As a young congressman, Lincoln had been living in a boarding room in Washington with his wife and two sons. He found it very hard to concentrate, so his wife and children went to stay with relatives in Kentucky. Abe started this letter with a characteristic heavy sigh. But the unpredictable Lincoln pulled a revolutionary switch, with a mild attack of blurting, while still managing to sound presidential at the end. Livy darling! what an access of love, a little separation brings! I have such a longing for you these days; & the lesson it teaches, is, separate yourselves every now & then. When I have been away from you 2 days, I am wild to see you. So I mean to go away every now & then, just to renew that feeling -- but never more than 48 hours. As long as we live I hope it will never be more than 48 hours that will intervene between our seeing each other. It seems that it will be a whole age before I see you again.


This letter smacks of a man who has stayed out too late shooting pool with the boys and is trying to get on the good side of the missus. Known as "The Butterball" approach, it is seldom used ** anymore because real men are too sensitive and real women too used to real men.

. . . I can never get over the wonder of it, darling, that you can think and feel so about me. It makes me so happy and yet it humbles me so deeply too; for how can I help knowing and feeling how far short I fall of that description. Ah, how I long to be all that you think of me -- all that my darling's wife should be. May God help me to grow into that likeness. . .

Ellen Wilson had a very upbeat tone to her sighs. Men, of course, love upbeat sighs, although too many will surely spoil them. So, ladies, keep the melancholy handy just in case. . . . I wish I could have seen more of you, or not have seen, at all -- for our short acquaintance has set me thinking wildly, Bless you dear friend, O, how I wish I could understand you, Tell me (and from your heart) do you think the least little bit of me. . .

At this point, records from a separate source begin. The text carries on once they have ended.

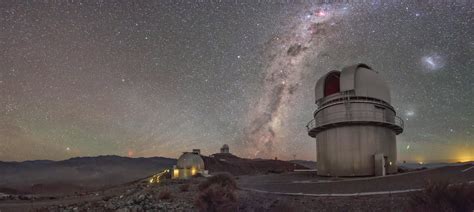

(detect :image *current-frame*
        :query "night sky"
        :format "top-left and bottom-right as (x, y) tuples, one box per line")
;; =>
(0, 0), (474, 162)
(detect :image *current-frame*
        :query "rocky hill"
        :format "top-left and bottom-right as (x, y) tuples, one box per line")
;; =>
(203, 153), (307, 175)
(0, 156), (176, 194)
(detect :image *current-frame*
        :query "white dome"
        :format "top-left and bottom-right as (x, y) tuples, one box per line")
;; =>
(315, 63), (390, 104)
(176, 152), (204, 169)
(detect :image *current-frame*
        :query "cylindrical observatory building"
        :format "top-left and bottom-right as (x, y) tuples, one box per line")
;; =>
(307, 64), (403, 176)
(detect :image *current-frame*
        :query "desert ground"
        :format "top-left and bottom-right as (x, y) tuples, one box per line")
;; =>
(0, 161), (474, 212)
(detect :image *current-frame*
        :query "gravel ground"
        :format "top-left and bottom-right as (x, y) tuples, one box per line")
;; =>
(239, 164), (474, 194)
(0, 165), (474, 212)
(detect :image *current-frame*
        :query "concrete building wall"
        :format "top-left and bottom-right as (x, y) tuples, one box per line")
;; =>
(316, 126), (397, 176)
(307, 64), (403, 176)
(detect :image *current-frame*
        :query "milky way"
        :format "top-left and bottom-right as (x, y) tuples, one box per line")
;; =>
(245, 6), (342, 158)
(0, 0), (474, 161)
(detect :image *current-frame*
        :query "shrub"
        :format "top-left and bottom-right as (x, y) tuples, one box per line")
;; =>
(194, 174), (237, 212)
(410, 181), (474, 211)
(179, 184), (189, 192)
(158, 190), (172, 200)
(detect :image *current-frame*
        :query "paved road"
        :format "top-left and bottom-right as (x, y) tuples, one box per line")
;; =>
(238, 164), (474, 194)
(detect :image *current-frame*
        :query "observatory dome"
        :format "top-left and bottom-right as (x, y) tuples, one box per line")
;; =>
(176, 152), (204, 170)
(315, 63), (390, 105)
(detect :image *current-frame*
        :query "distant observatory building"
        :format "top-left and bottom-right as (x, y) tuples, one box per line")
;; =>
(171, 149), (207, 179)
(306, 64), (403, 176)
(221, 144), (230, 153)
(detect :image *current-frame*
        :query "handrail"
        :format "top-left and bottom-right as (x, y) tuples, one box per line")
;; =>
(306, 110), (404, 131)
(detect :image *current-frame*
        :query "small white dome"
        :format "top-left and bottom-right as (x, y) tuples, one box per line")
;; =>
(176, 152), (204, 169)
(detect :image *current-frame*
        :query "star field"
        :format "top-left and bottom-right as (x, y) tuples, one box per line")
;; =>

From the collection of Louise and Barry Taper

Booth weighs in here with the mewling, puking version of the sigh approach, heavily favored for some reason by the assassin community. It almost invariably results in disappointment for the writer, with the most common reply being "Let me make this crystal clear pal: You suck mud through rocks." From now on you are but a guest in your family. . . . For has it not been laid down since time immemorial that the woman shall leave father and mother and follow the man she has chosen? You must not take it too hard, Marty, you cannot fight against it; no matter how much they love you I will not leave you to anyone, and no one deserves you; no one else's love compares with mine.

Marty's reply, heretofore unknown, was, "You're one sick poodle. Get help." Darling kid,

You know what would happen if you came over here? I would take you and keep you forever, that's what would happen. And even if you didn't come over here and I ever found you anywhere else in the world -- I'd keep you, too. So you see, I love you!

Swell to have your letter. But listen -- were you any more serious than I was? And how did I know I was so much going to miss the hell out of you after you went South to dance or I came half a world away from you? But I do miss you -- lots more than you miss me, I guess, -- and I want you, Sylvia baby, more than anyone else in the world, believe it or not. I love you. . . .

A classic blurt, penned in the ever popular "I'm-a-guy-and-you're-a-babe-so-let's-make-some-Borscht" tone. Hughes, by the way, was in Russia when he wrote this letter to dancer Sylvia Chen, whom he'd met in Moscow the previous year. She was away on a dance tour. His passion for her inexplicably waned and she eventually married another American.